Os impasses entre Marina e Campos


Por Fernando Brito, no blog Tijolaço:

Nos jornais de hoje, Eduardo Campo se esmera em negar que a convocação, para o final da semana, de uma reunião “exclusiva” do PSB para tratar de candidaturas estaduais – sem a presença de Marina Silva – signifique que há um impasse entre ele e os marinistas em torno do apoio à reeleição de Geraldo Alckmin.
Há.

Eduardo Campos não mira apenas o que Marina Silva poderia lhe transferir de votos. Até porque esta é uma dúvida que pesquisa alguma, até agora, garantiu que seja muito.

Poderá, sim, ser mais se ela for a vice.

Esse, porém, não é o trunfo do governador pernambucano, mas da ex-senadora acreana,

É com essa única carta que ela joga o jogo de poder dentro de uma aliança que é, antes, um ajuntamento eleitoral, muito embora fiquem com uma conversa “programática” para boi dormir.

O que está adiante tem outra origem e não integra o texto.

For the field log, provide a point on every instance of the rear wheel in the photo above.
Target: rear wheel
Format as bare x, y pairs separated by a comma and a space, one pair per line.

Já as cartas que Campos tem de organizar são outras.

Tem de administrar as ambições de Marina – o que já é, por si ó, uma tarefa hercúlea – como precisa avançar no processo de atração, já no primeiro turno, do tucanato para sua candidatura.

Porque, se não o fizer, a máquina tucana – sobretudo em São Paulo, já que em Minas está manietado pelo poder de Aécio sobre o PSB local – tem força residual suficiente para manter Aécio em segundo, e não ele próprio.

Hoje, na Folha, Janio de Freitas faz um croquis desta situação. De, aliás, de “nova política” tem tanto quanto todos estamos vendo.